This Notebook used code written by Nik Davis. This code will gather data from the Steam Store API using python. Please check out his amazing blog post! https://nik-davis.github.io/posts/2019/steam-data-collection/

In [39]:
# standard library imports
import csv
import datetime as dt
import json
import os
import statistics
import time

# third-party imports
import numpy as np
import pandas as pd
import requests
from requests.exceptions import SSLError

# customisations - ensure tables show all columns
pd.set_option("display.max_columns", 100)

In [45]:
import seaborn as sns
import matplotlib.pyplot as plt

In [46]:
def get_request(url,parameters=None, steamspy=False):
    """Return json-formatted response of a get request using optional parameters.
    
    Parameters
    ----------
    url : string
    parameters : {'parameter': 'value'}
        parameters to pass as part of get request
    
    Returns
    -------
    json_data
        json-formatted response (dict-like)
    """
    try:
        response = requests.get(url=url, params=parameters)
    except SSLError as s:
        print('SSL Error:', s)
        
        for i in range(5, 0, -1):
            print('\rWaiting... ({})'.format(i), end='')
            time.sleep(1)
        print('\rRetrying.' + ' '*10)
        
        # recursively try again
        return get_request(url, parameters, steamspy)
    
    if response:
        try:
            return response.json()
        except:
            False
    else:
        # We do not know how many pages steamspy has... and it seems to work well, so we will use no response to stop.
        if steamspy:
            return "stop"
        else :
            # response is none usually means too many requests.
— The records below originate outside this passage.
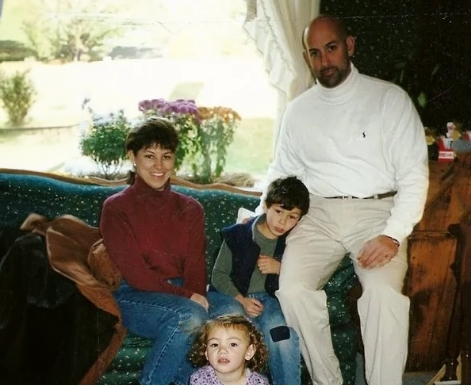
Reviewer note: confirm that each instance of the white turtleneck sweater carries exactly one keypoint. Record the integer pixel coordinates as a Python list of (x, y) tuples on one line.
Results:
[(361, 138)]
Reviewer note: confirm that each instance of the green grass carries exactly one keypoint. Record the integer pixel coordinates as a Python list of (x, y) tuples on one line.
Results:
[(252, 148)]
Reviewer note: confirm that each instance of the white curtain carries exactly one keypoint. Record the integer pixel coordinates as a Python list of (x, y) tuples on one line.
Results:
[(277, 27)]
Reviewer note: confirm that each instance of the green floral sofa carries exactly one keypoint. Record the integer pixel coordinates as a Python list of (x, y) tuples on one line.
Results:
[(23, 192)]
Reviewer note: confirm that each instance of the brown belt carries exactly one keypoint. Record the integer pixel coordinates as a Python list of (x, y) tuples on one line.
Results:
[(376, 196)]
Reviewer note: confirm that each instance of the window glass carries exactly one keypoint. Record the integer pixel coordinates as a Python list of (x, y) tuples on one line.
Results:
[(109, 55)]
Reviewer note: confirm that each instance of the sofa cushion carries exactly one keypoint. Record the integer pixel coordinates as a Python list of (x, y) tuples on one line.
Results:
[(22, 194)]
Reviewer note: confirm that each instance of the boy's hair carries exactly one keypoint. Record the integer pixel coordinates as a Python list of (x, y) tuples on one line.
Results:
[(289, 193), (238, 322)]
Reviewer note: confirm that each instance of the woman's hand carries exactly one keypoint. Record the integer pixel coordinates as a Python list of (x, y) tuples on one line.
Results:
[(200, 299), (267, 264)]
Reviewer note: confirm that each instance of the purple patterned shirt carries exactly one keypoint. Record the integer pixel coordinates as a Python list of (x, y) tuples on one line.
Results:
[(207, 376)]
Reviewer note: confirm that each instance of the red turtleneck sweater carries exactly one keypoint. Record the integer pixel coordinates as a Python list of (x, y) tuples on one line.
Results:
[(153, 236)]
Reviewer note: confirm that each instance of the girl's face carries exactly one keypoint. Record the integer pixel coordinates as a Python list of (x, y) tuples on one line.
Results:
[(154, 165), (227, 350)]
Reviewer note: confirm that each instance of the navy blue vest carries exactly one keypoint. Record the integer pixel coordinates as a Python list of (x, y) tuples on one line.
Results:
[(245, 252)]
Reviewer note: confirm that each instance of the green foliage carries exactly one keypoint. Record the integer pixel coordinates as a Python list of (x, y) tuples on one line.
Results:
[(72, 32), (13, 51), (17, 94), (215, 134), (104, 142)]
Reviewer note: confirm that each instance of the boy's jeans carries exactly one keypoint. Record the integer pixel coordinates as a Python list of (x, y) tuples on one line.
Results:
[(170, 321), (283, 352)]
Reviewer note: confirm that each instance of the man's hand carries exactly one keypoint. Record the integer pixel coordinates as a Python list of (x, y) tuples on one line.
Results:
[(267, 264), (252, 307), (200, 299), (377, 252)]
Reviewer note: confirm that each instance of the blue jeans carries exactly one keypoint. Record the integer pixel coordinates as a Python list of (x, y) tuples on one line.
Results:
[(170, 321), (283, 343)]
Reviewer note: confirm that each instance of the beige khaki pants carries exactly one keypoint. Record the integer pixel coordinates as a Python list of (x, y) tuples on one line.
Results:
[(314, 250)]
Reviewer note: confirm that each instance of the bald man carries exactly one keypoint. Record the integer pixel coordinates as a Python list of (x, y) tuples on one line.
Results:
[(359, 146)]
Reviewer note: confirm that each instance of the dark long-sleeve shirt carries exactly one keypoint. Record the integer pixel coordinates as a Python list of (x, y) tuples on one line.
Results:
[(153, 236)]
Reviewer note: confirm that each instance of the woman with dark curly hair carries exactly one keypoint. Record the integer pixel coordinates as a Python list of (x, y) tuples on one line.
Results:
[(156, 238), (229, 351)]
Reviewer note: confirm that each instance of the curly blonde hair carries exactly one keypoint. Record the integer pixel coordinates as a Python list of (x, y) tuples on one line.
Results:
[(238, 322)]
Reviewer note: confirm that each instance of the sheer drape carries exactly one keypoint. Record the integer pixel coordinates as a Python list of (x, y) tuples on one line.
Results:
[(277, 27)]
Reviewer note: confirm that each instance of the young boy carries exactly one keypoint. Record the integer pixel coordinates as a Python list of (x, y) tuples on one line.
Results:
[(245, 274)]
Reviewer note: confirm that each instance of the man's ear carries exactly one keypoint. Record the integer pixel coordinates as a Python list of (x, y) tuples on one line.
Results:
[(350, 45), (250, 352)]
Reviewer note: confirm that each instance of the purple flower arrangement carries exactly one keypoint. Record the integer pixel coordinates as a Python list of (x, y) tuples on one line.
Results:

Wait and try again 
            print('No response, waiting 10 seconds...')
            time.sleep(10)
            print('Retrying.')
            return get_request(url, parameters, steamspy)

Generating List of App IDs

In [4]:
url = "https://steamspy.com/api.php"
parameters = {"request": "all"}

# request 'all' from steam spy and parse into dataframe
json_data = get_request(url, parameters=parameters)
steam_spy_all = pd.DataFrame.from_dict(json_data, orient='index')

# generate sorted app_list from steamspy data
app_list = steam_spy_all[['appid', 'name']].sort_values('appid').reset_index(drop=True)

# export disabled to keep consistency across download sessions
# app_list.to_csv('../data/download/app_list.csv', index=False)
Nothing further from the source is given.